PATTERN Cited by 1 source
Alarm aggregation per entity¶
Once detections pass validation + become alarms, do not forward every new detection as a new alert. Roll up per entity (camera + use case + zone), auto-close on resolution, and escalate only on SLA exhaustion.
Shape¶
- Aggregation key: (entity, use-case). In the canonical CV-safety case, the entity is a camera + zone; the use case is the specific risk class (PPE, Housekeeping).
- Append, don't recreate: when a new detection arrives for an already-open risk, append to the existing record, do not open a new one. A Lambda fired by SNS+SQS on each risk-write looks up the open record for the key and extends it.
- Auto-close on absence: a scheduled (e.g. 1-minute) EventBridge timer runs a Lambda that checks whether the risk still appears in the latest camera images for each open record. If absent, the record closes automatically — no operator action needed for transient violations.

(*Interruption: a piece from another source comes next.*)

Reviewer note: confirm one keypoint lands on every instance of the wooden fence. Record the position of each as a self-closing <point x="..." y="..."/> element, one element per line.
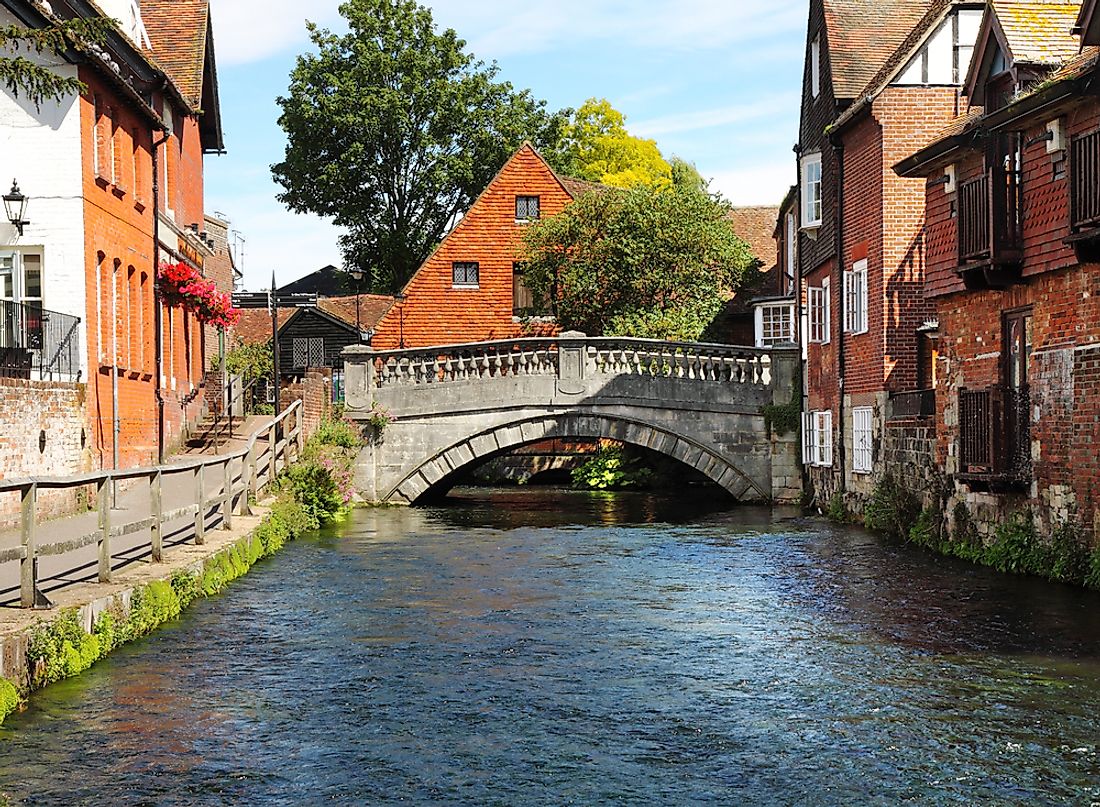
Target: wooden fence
<point x="242" y="474"/>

- Escalation on SLA exhaustion: a second scheduled function checks elapsed-time-since-open against per-severity SLAs; on breach, it notifies through zone-configured preferred channels (Slack / email / ticket) with escalation levels so the right people are alerted based on severity + duration.
Why it works¶
- Alert fatigue is the enemy: "Instead of bombarding safety teams with duplicate notifications, the system appends new occurrences to existing open risks." One violation event, not 60 per minute.
- Auto-close on absence is critical — without it, stale transient risks persist and train operators to ignore all of them.
- Escalation levels acknowledge that severity + duration are orthogonal; both matter to routing.
- Channel flexibility per zone allows local ownership (Slack for on-floor ops, email for management review, ticket for audit).
Required machinery¶
- Per-entity state store with the (entity, use-case) → open risk record lookup (DynamoDB canonical).
- Two scheduled-Lambda paths: resolution-check + SLA-check.
- Per-zone notification-channel configuration.
- Per-severity SLA + escalation policy.
Seen in¶
- sources/2026-04-01-aws-automate-safety-monitoring-with-computer-vision-and-generative-ai — canonical wiki instance. "This function intelligently aggregates risks per camera per use case to avoid alert fatigue." Every minute a Lambda checks whether risks still appear in latest camera images; absent → auto-close. A separate scheduled function monitors SLA exhaustion + notifies through zone-preferred channels with escalation levels.
Related¶
- concepts/alert-fatigue — named failure mode.
- patterns/multilayered-alarm-validation — what runs before aggregation; only validated alarms get aggregated.